For Immediate Release - July 01, 2013

AG Coakley Applauds Update to Victim Compensation Statute

Increases Compensation Levels for Certain Victim Services; Funds Available to Aid Victims of Boston Marathon Bombings

BOSTON – The Massachusetts House and Senate today passed important changes to the state’s victim compensation legislation as part of the Fiscal Year 2014 budget that increase individual payments for funeral and burial costs as well as creates a new catastrophic injury category for those victims suffering lifelong disability.

Attorney General Martha Coakley advocated for these updates through an amendment sponsored by Senator Jennifer L. Flanagan (D-Leominster). The update broadens the assistance options available to victims without the need for additional funding or raising the existing cap on victim compensation.

“These critical improvements to our victim compensation laws will ensure that victims receive needed services,” said AG Coakley.  “I want to thank Senator Flanagan for her sponsorship of this important legislation, as well as the House and Senate for their leadership and swift action so these changes can take place immediately.”

“It was very important to file this amendment on behalf of all victims of violent crime and their families,” said Senator Jennifer L. Flanagan (D-Leominster). “I’m thankful to both the Attorney General and the Senate membership for taking this measure into consideration.  We are now able to offer greater assistance for burial expenses for those who have senselessly lost their lives.  Also, we are able to provide other protections for victims, who by no fault of their own, have sustained horrific injuries.” 
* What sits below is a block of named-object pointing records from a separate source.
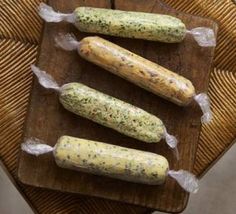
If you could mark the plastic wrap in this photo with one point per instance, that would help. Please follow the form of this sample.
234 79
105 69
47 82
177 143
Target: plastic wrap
112 161
204 103
108 111
205 37
182 87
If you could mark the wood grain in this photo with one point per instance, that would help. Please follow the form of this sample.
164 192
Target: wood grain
47 120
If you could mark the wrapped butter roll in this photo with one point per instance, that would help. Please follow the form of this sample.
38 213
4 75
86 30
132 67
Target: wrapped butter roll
139 25
108 111
110 160
138 70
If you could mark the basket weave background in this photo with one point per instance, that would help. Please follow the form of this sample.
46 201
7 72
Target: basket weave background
20 29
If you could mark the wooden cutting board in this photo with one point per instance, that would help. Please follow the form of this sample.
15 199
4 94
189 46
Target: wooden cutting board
48 120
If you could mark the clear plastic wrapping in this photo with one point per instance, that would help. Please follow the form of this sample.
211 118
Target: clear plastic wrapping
69 42
116 156
151 130
204 36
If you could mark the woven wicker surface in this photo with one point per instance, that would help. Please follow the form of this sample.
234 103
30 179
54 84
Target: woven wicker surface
20 29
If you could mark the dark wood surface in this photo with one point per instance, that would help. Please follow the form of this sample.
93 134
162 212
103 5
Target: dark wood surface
48 120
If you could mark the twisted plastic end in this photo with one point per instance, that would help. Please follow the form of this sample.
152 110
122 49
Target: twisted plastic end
204 103
36 147
172 143
204 36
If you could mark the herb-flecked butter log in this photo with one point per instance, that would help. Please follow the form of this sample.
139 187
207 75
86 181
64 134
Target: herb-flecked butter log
111 112
110 160
140 25
137 69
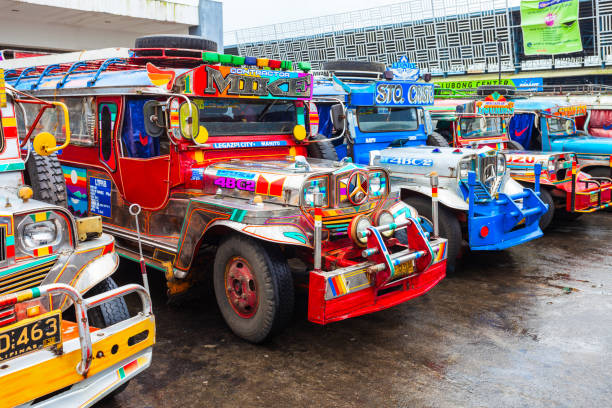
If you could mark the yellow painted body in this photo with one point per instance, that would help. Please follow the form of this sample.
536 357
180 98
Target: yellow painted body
59 372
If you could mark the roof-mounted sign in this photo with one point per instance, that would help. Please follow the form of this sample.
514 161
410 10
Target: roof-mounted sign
405 70
230 82
392 93
569 111
495 105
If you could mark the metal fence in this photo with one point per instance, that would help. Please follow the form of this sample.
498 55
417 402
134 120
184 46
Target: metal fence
441 36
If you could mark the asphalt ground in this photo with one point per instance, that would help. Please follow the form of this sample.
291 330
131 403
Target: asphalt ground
527 327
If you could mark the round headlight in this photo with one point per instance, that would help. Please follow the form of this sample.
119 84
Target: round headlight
384 217
42 233
501 164
357 228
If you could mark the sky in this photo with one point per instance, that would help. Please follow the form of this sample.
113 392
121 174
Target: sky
246 14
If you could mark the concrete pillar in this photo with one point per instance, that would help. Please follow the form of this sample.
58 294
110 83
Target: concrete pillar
211 22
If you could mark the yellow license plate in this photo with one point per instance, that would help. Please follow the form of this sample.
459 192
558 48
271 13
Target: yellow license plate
31 335
404 269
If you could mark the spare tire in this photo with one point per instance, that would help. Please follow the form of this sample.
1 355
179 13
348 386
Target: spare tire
45 175
485 90
436 139
189 42
344 65
323 149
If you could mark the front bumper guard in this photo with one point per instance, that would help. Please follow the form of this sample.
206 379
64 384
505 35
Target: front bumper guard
506 220
589 194
383 281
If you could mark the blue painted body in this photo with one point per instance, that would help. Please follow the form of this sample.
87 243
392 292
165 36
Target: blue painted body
586 146
364 95
502 216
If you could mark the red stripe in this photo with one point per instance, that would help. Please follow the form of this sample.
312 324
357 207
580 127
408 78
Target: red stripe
262 185
276 188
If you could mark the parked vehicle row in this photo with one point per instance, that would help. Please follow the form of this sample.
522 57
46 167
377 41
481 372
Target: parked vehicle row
353 185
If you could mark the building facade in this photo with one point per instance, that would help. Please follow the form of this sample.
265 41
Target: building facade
69 25
444 37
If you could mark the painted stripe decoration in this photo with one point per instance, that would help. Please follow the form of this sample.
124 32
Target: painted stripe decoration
441 252
337 285
41 216
43 251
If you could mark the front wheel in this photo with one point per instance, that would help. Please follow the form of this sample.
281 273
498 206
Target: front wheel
547 217
253 287
448 226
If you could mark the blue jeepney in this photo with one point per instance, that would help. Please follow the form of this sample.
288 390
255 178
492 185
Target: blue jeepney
549 126
382 120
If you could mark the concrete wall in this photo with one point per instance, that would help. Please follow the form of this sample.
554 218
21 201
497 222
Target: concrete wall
92 24
211 22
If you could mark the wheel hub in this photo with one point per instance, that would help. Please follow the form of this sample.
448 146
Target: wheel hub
241 287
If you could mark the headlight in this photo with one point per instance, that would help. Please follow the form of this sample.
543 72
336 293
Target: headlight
359 224
501 163
384 217
42 233
463 170
315 186
378 184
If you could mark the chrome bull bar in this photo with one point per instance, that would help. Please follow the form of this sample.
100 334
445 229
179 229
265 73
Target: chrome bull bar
81 306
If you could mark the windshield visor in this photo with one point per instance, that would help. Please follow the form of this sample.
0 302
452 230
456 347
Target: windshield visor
242 117
378 119
470 127
560 125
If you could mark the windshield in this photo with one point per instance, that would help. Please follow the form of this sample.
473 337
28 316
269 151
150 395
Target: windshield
241 117
470 127
378 119
560 125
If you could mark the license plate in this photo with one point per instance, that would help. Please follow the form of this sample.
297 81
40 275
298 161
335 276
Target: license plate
404 269
31 335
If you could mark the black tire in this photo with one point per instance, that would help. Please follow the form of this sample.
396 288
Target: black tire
448 226
436 139
345 65
599 172
322 150
44 174
108 313
273 283
547 218
485 90
514 145
189 42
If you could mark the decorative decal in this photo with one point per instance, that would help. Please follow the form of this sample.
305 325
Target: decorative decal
220 81
233 145
100 196
407 161
358 188
163 78
400 93
76 189
495 105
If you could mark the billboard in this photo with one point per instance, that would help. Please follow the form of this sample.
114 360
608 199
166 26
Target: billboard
550 27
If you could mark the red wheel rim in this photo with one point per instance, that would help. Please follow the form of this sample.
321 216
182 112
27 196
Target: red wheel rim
241 287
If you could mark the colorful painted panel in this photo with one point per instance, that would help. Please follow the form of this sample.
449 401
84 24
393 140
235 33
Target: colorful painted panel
231 82
76 190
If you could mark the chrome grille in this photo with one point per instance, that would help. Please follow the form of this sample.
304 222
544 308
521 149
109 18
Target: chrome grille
26 279
2 244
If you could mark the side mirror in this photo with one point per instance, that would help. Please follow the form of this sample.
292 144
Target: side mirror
154 119
338 117
44 143
189 120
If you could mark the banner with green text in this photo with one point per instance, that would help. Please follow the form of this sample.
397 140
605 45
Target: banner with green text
550 27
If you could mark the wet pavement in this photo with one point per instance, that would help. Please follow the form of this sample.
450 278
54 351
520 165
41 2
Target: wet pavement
530 326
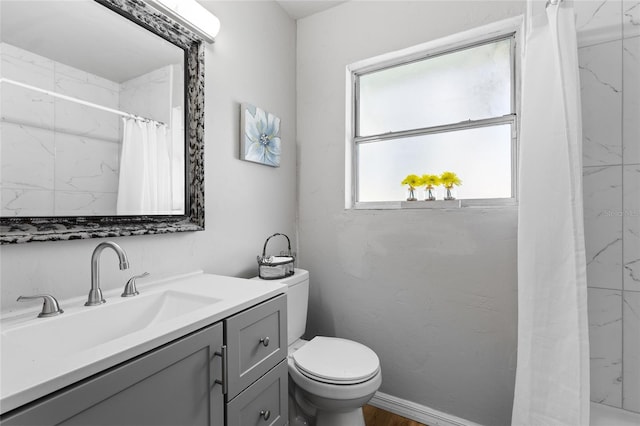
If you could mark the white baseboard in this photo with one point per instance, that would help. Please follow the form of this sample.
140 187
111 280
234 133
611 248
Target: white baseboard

The Victims of Violent Crimes Compensation statute authorizes the AG’s Office to provide eligible victims of violent crimes and their families with financial assistance for certain expenses that arise as the direct result of a crime.  Specially, the updates to the victim compensation statute included in the FY2014 budget will:

  1. Increase the funeral and burial expenses cap from $6,500 to $8,000 to ensure that we are able to assist with these expenses which are consistent with the industry costs in Massachusetts;
  2. Establish a catastrophic injury amount of $50,000 for those victims who suffer lifelong disability injuries due to a violent crime; and
  3. Provide temporary debt collection protection for eligible claimants.

In response to the Boston Marathon attack, AG Coakley and the Massachusetts Office for Victim Assistance (MOVA) have been providing information about the resources, services and financial support available to victims of the marathon bombings, including compensation that is available through the Victim Compensation Fund.  Additional resources can be found on their websites at and at

In April 2009, AG Coakley, along with over 20 legislators from around the state, filed legislation to update victim compensation laws by broadening assistance options available to victims of violent crimes. Updates to this law were passed in July 2010.  The bill allowed the AG’s office to update its regulations and raise the compensation amounts available to eligible victims and their families for crime scene clean-up, the replacement of clothing and bedding seized as evidence, repair or installation of locks, and counseling for parents of minor aged victims. 

The Victim Compensation Fund, administered by the AG’s Office, assists eligible victims and their families with expenses that are not covered by other funding sources. The Attorney General's Victim Compensation & Assistance Division is able, by statute, to provide financial assistance to eligible victims of violent crime for uninsured medical and dental care, mental health counseling, funeral and burial costs, and loss of income or financial support as a result of crime-related injury. The AG's Victim Compensation & Assistance Division is funded largely by fines levied against perpetrators of crime.